Postby seagoatdeb » Sun Dec 04, 2016 7:22 pm

I dont have a cockatoo, but I can tell you, when you have parrots someone is bond to get bit at times. The most ferocious parrot I have or have ever had is a Red Bellly female. She has never bit me, but given certain conditions and she has bitten others hard enough to leave scars. When I first met her she was in a pet store with a sibling and she had been seperated in confinment because she had had her leg band stuck in the cage she was shipped in and injured her foot and had to have one of her toes amputated. After that she began to attack every human who came near her.

When I first met her she took to me immediately but still attacked everyone else. After bringing her home, I eventually got her to the point where she accepted my then teenage daughter and all was fine. My daughter could walk around with her and pet her. She also tolerated all the other parrots in the house.The first time I went on a short trip, and my daughter was caring for the parrots, my Red Belly flipped out,(because she saw I was not there) and attacked my daughter who dropped her to the floor in shock and then the tiny little bird ran after my daughter attacking her toes. My daughter still has the scar from that, 16 years later. Once I was home everything was fine and back to normal.

Fast forward to a couple years ago and my Red Belly was the only parrot in the house. At breeding time she suddenly began to attack my hubby, to the point of biting him on the neck. I got a baby Meyers, who was not well socialized to people but was socialized well to other parrots because I knew my Red Belly needed that. Once she accepted the Meyers, she decided she liked him and began to preen him. She was now nice to my hubby again, and he could carry her around and even preen her when she is in the mood. She has good relationships with a number of people now. She bites no one now.

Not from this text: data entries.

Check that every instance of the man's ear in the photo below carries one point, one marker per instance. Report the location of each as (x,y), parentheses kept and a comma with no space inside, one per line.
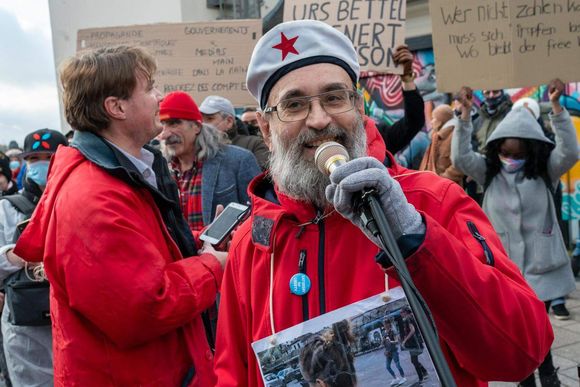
(265,129)
(115,108)
(360,104)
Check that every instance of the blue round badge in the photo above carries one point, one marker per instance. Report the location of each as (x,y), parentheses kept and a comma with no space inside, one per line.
(299,284)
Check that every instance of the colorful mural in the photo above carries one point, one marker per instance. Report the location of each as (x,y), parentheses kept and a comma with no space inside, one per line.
(571,185)
(383,101)
(382,93)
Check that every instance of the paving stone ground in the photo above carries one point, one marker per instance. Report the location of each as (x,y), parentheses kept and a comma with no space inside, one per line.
(566,347)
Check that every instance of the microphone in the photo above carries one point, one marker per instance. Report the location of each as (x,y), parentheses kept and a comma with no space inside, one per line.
(329,156)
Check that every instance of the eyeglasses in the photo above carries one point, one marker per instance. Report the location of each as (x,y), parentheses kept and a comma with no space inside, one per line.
(297,109)
(491,93)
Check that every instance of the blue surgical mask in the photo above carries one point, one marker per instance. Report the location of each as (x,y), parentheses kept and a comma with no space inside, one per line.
(38,171)
(14,164)
(511,165)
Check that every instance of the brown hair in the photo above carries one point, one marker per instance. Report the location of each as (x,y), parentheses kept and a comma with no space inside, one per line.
(92,76)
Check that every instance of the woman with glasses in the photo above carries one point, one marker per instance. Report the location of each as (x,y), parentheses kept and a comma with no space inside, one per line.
(520,169)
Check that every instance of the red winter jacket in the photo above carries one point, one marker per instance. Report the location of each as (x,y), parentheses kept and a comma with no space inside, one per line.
(125,305)
(490,323)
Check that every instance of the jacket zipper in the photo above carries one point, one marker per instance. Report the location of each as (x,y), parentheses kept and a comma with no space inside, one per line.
(486,250)
(321,294)
(302,270)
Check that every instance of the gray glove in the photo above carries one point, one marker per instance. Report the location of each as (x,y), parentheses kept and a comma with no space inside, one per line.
(350,179)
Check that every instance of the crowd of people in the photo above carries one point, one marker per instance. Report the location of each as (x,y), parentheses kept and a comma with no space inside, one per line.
(103,225)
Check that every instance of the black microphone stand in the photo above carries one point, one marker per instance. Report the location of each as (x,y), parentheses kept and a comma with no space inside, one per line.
(374,218)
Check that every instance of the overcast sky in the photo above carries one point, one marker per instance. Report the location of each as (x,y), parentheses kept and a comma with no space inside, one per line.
(28,95)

I am not telling you to get another parrot, I am saying that every parrot has their own personality and they communicate, by body language and with their beak. As you get to know the parrot and they get to know you, you will all learn about each other and how to treat each other. Parrots are not like cats or dogs but more like a toddler and sometimes like a toddler on sugar. You do learn how to read each other and it gets better. Given time your Too may acccept your husband or may not.